Focal plane array folding for efficient information extraction and tracking

Abstract

We develop a novel compressive sensing based approach for detecting point sources in images and tracking of moving point sources across temporal images. One application is the muzzle flash detection and tracking problem. We pursue the concept of lower-dimension signal representation from structured sparse matrices, which is in contrast to the use of random sparse matrices described in common compressive sensing algorithms. The primary motivation is that an approach using structured sparse matrices can lead to efficient hardware implementations and a scheme that we term folding in the focal plane array. This method “bins” pixels modulo a pair of specified numbers across the pixel plane in both the horizontal and vertical directions.

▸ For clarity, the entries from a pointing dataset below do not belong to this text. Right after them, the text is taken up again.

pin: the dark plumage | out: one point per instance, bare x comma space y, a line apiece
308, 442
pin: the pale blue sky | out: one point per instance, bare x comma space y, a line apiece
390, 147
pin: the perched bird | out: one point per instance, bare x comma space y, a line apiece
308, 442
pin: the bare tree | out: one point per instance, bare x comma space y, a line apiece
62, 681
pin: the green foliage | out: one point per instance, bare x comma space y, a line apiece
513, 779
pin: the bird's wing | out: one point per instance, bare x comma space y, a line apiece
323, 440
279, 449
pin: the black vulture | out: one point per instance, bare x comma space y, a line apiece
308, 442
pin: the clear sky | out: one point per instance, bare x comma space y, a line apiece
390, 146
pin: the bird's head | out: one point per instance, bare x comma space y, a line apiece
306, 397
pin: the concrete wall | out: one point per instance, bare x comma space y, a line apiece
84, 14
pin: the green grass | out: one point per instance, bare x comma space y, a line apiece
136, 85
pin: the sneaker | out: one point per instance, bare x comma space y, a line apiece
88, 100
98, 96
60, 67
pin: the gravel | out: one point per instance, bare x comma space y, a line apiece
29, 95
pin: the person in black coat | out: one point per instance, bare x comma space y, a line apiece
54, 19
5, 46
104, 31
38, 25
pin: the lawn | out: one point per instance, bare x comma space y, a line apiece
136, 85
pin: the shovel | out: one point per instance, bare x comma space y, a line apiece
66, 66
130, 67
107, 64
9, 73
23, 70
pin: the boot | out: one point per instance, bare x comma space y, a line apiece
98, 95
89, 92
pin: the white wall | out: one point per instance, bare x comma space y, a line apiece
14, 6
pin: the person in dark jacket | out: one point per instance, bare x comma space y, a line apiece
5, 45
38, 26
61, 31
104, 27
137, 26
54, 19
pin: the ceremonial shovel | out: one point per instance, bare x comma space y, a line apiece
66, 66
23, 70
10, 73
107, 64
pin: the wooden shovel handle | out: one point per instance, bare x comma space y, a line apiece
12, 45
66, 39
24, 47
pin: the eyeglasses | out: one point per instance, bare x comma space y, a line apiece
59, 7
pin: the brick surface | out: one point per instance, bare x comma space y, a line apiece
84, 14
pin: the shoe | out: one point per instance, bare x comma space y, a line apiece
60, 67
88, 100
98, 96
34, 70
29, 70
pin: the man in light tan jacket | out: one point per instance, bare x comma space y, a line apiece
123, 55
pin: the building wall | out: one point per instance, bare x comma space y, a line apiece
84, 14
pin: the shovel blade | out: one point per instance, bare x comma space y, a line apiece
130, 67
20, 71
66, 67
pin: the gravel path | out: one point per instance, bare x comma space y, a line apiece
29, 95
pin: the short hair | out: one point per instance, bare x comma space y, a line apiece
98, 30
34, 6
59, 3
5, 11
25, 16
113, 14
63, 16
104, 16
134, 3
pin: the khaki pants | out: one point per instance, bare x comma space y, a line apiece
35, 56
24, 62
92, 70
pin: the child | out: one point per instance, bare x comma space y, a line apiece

Under this paradigm, a significant reduction in the amount of pixel samples is required, which enable high speed target acquisition and tracking while reducing the number of A/D's. Folding is used to acquire a pair of significantly smaller images, in which two different folded images provide the necessary redundancy to uniquely extract location information. We detect the centroid of point sources in each of the two folded images and use the Chinese remainder theorem (CRT) to determine the location of the point sources in the original image. In our work, we successfully demonstrated the correctness of this algorithm through simulation and showed the algorithm is capable of detecting and tracking multiple muzzle flashes in multiple temporal frames. We present both initial results and improvements to the algorithm's robustness, based on robust Chinese remainder theorem (rCRT) in the presence of noise.